Summary: Better recall for cued images (-23.60points +/- 13.29 SE) compared to uncued images (46.77 points +/- 21.53 SE), using two-sample independent t-test (p = 0.007).
It looks like performance was slightly better for the cued images, and worse for the uncued ones compared to the results above. We have to keep in mind that although the results from the control experiment are significant, they are only taken from two subjects. More data needs to be collected, however, for now, this shows us something surprising yet reasonable! TMR appears to work well both during SWS and wakefulness. But which is better? Where does the maximum memory consolidation happen? Does SWS sleep promote consolidation of different types of memory compared to wakefulness? All such questions are yet to be answered!

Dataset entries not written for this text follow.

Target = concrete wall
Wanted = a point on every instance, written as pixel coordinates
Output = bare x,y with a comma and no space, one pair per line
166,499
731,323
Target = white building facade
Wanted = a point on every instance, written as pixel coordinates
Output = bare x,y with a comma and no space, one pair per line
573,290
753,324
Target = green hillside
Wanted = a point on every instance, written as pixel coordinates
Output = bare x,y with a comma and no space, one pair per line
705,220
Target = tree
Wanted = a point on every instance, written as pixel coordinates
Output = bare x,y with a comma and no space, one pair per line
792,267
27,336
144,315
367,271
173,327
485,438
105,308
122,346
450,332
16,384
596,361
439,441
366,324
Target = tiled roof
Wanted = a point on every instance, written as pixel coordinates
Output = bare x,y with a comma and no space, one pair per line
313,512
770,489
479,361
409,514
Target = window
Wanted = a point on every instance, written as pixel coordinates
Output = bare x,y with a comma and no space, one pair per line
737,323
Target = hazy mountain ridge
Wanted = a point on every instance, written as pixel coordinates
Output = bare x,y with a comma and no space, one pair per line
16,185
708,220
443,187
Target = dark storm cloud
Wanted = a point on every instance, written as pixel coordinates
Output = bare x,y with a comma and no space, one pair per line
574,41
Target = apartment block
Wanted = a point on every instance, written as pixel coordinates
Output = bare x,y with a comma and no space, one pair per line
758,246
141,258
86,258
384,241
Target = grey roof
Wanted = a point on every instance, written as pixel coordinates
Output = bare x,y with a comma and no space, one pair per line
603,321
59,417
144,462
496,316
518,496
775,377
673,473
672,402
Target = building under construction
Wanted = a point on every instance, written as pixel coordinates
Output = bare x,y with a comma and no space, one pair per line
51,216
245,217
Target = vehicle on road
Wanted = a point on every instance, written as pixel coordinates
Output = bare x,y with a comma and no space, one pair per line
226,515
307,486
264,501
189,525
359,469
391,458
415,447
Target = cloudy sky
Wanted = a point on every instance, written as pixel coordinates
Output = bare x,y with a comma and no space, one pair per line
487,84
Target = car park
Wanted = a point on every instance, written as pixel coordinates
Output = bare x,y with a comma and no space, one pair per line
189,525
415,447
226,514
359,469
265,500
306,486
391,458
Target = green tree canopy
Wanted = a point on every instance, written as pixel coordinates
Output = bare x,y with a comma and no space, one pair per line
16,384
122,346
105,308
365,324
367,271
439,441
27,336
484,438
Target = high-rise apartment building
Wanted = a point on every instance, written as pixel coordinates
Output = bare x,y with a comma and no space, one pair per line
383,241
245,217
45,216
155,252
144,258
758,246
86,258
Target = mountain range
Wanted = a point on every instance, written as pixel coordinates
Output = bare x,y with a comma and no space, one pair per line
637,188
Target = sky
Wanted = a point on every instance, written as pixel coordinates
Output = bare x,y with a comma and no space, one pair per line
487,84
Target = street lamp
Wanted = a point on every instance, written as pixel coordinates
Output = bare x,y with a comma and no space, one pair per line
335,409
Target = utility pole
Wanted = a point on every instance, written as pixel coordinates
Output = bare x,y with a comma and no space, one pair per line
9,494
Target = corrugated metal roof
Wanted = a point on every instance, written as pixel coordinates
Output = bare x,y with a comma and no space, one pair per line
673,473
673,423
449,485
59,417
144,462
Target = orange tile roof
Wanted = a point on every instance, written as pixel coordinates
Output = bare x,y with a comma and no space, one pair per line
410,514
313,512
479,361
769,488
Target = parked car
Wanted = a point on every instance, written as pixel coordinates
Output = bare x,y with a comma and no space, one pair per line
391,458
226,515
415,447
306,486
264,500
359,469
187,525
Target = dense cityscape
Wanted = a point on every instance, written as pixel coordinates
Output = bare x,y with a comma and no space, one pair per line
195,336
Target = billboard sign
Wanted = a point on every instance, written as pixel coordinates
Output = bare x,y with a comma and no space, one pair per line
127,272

So, my research does not stop here and it will continue beyond my fellowship this summer with BYB. My goal is to continue collecting more data, and explore the answers to the questions above and others that might come along the way. To do that, and continue with the idea of making this research fully DIY and accessible for the public, my next step would be working on taking the cueing of the sounds during sleep to the next step: automatic cueing using machine learning! This would allow users to run this fully functional study on themselves by buying the Heart and Brain Spiker Shield and downloading our TMR app, without needing a researcher observing their EEG during sleep and manually cueing the sounds when detecting Delta waves as what I have been doing. By having this property, the hope would be to provide a future cloud service for customer data and to use TMR to tackle larger issues:
Can it be used in PTSD research to help patients overcome traumatic memories? Can it be applied in educational settings to improve learning and teaching in institutions? Would it give us more insight into how our brains work when it comes to memory and potentially find a link to Alzheimer’s research?
Stay tuned! You will be hearing from me again in the near future.

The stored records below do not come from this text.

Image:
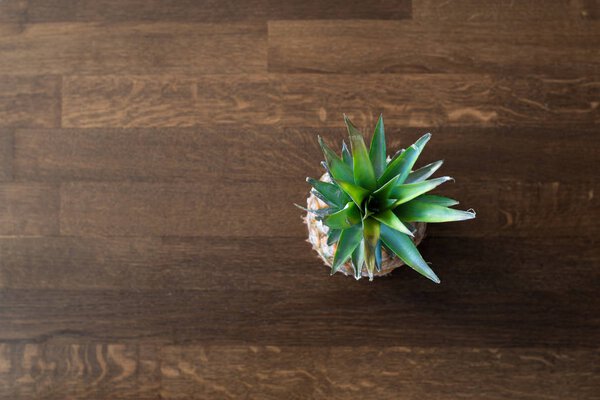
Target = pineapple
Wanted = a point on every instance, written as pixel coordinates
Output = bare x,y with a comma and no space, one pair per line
368,212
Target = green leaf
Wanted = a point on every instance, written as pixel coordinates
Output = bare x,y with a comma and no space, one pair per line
396,154
346,156
323,198
335,165
377,152
390,219
358,259
371,229
384,192
403,164
363,169
439,200
405,193
333,236
404,248
378,258
356,193
349,239
426,212
423,173
330,191
345,218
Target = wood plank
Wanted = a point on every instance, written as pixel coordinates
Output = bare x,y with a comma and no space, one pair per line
133,48
92,370
558,49
213,11
215,207
170,154
13,10
273,372
265,209
318,100
381,314
30,101
500,265
503,10
28,209
6,154
191,154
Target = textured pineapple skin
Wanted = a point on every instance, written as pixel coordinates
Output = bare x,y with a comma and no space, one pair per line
317,237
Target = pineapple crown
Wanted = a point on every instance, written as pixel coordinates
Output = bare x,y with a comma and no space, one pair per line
373,203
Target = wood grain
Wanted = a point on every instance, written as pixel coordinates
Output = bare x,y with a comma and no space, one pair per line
320,99
193,154
166,155
534,11
161,209
560,49
6,154
93,370
13,10
501,265
30,101
213,11
133,48
101,370
151,152
388,312
273,372
28,209
214,207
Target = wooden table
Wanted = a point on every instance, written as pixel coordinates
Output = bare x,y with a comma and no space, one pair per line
151,150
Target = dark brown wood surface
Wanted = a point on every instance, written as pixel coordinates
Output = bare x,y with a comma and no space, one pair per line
150,153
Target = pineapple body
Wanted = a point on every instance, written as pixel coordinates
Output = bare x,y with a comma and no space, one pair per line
317,237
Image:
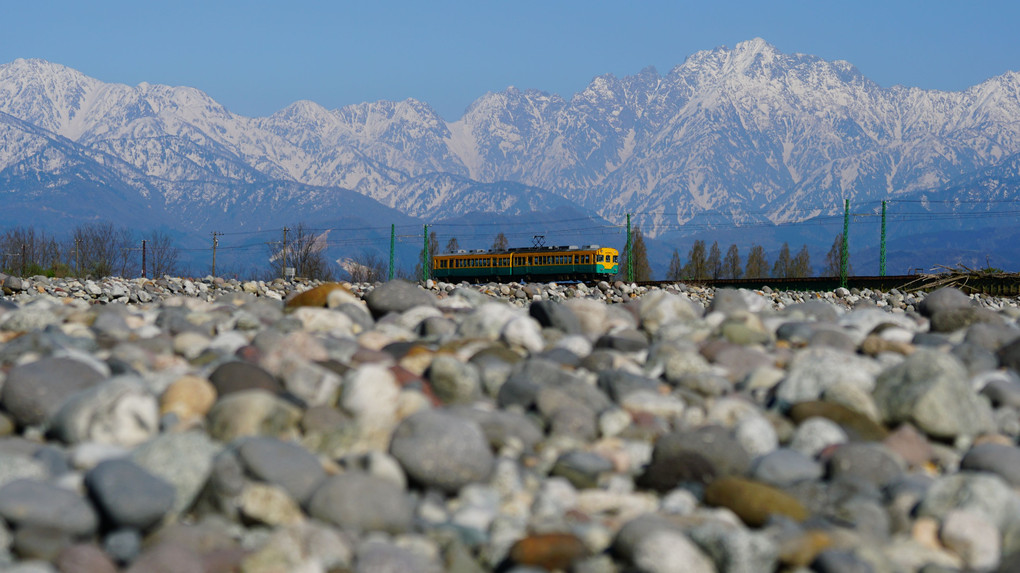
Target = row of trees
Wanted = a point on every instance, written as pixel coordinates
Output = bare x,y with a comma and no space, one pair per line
702,265
92,250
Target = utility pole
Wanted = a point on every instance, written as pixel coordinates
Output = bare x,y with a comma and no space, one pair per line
424,257
285,252
215,243
881,251
629,252
845,252
393,241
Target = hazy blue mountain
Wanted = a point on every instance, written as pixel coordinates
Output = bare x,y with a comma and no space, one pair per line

Before I leave you for the summer, I would love to share with you some pictures from my best moments during this fellowship with my fellow interns and BYB staff. Last week, we had TED visiting Ann Arbor to film our projects into episodes for an internet show that will be go on live on the internet sometime this fall. This by far has been the best part of this experience and the most exciting one. We all worked so hard preparing for it, and spent long days presenting and explaining our work in front of cameras and lights! You will hopefully like it and share our enjoyment with us soon! Yesterday, we also presented our posters in the UROP Summer Symposium at the University of Michigan and people loved my project and gave some very good feedback on future directions.
It has been a pleasure interning with BYB this summer. It was a very exciting and moving journey, where it helped adding more valuable lessons to my academic and personal growth. I truly appreciate Greg Gage and all his love and support into pushing me to become a better researcher and a believer in his famous quoted piece of advice: “skepticism is a virtue”. This summer was indeed not only about learning how to cook, code/ MATLAB, deal with my best friend – EEGs – or even network and get one step closer towards my professional career aspirations. It was a reassuring discovery of my love for research and passion in literally revolutionizing Neuroscience and making it available for everyone!
See if you can spot how many times I wore my favourite-lucky blue blouse! It should go down in history
With all the awesome interns! Thank you for the greatest summer 🙂 We had very good memories and funny moments, and got to explore Michigan together!! This is not a goodbye!!